Originally posted on: Big ball of mud
I came recently to design a solution for MongoDB to store information that has time as the main axis of analysis. This information should be stored in a way that was easy enough to query and aggregate using many different time granularity (months, weeks, days, ...). Information should also be stored in a way that does not consume too much disk space and was optimal in performance for MongoDB to maintain. In a word, I need to transform MongoDB in a Time series database.
Time series
Let's start from the beginning. What is a time series. Citing Wikipedia:
A time series is a series of data points indexed (or listed or graphed) in time order. Most commonly, a time series is a sequence taken at successive equally spaced points in time. Thus it is a sequence of discrete-time data.

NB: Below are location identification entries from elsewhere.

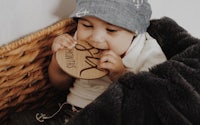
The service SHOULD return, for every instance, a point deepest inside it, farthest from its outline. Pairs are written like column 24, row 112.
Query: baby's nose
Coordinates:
column 98, row 36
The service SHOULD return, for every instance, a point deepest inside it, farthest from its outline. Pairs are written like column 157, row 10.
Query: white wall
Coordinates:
column 22, row 17
column 184, row 12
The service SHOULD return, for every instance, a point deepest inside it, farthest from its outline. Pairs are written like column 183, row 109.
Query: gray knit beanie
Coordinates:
column 133, row 15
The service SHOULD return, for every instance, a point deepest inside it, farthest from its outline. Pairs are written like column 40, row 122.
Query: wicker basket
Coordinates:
column 23, row 71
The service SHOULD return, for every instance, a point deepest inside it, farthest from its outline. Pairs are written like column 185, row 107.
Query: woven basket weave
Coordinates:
column 23, row 70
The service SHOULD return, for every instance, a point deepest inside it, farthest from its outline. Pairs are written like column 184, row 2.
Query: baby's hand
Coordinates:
column 63, row 41
column 113, row 63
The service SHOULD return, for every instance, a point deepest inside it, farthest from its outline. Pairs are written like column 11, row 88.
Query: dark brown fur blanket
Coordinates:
column 169, row 94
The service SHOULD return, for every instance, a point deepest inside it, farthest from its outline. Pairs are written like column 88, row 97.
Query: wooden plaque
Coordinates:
column 81, row 61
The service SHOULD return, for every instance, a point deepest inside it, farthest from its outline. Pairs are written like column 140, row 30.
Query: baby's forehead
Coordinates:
column 94, row 19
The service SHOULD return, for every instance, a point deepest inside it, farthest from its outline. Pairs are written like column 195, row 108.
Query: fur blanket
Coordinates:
column 169, row 94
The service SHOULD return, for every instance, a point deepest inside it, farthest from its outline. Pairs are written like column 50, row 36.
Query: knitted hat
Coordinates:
column 133, row 15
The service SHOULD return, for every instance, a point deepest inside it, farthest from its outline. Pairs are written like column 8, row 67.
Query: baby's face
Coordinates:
column 103, row 35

InfluxDB Key Concepts page gives us an extremely easy example to understand of what a time series is. Imagine you have two scientists that have to record the number of two type of insects in two different locations. Using a tabular view, we come across something like this.

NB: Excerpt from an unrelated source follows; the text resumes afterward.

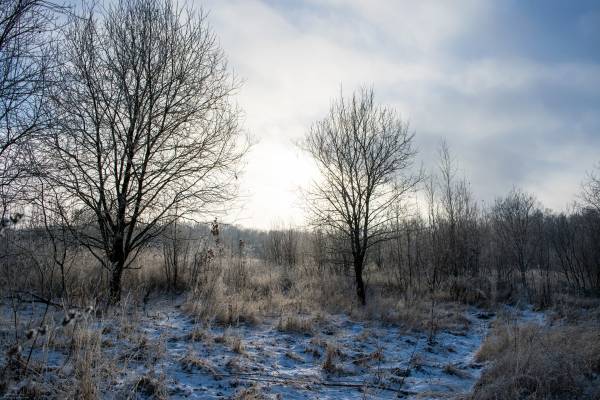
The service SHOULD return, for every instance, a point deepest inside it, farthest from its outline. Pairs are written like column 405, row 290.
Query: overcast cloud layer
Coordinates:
column 514, row 87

time butterflies honeybees location scientist
------------------------------------------------------------------
2015-08-18T00:00:00Z 12 23 1 langstroth
2015-08-18T00:00:00Z 1 30 1 perpetua
2015-08-18T00:06:00Z 11 28 1 langstroth
2015-08-18T00:06:00Z 3 28 1 perpetua
2015-08-18T05:54:00Z 2 11 2 langstroth
2015-08-18T06:00:00Z 1 10 2 langstroth
2015-08-18T06:06:00Z 8 23 2 perpetua
2015-08-18T06:12:00Z 7 22 2 perpetua
As you can see, the main dimension of this data mart is time. Events stored in it span through time. What we can refer to as basic time granularity is set to minutes in our example. This means that we cannot produce an analysis of these data that has a granularity less than the basic (minutes).
Columns like butterflies
and honeybees
are called fields. Fields are made up of field keys and field values. Field keys (butterflies
and honeybees
) are strings and they store metadata; the field key butterflies
tells us that the field values 12
-7
refer to butterflies and the field key honeybees
tells us that the field values 23
-22
refer to, well, honeybees.
Field values are the data; a field value, in a time series database is always associated with a timestamp. The collection of field-key and field-value pairs make up a field set.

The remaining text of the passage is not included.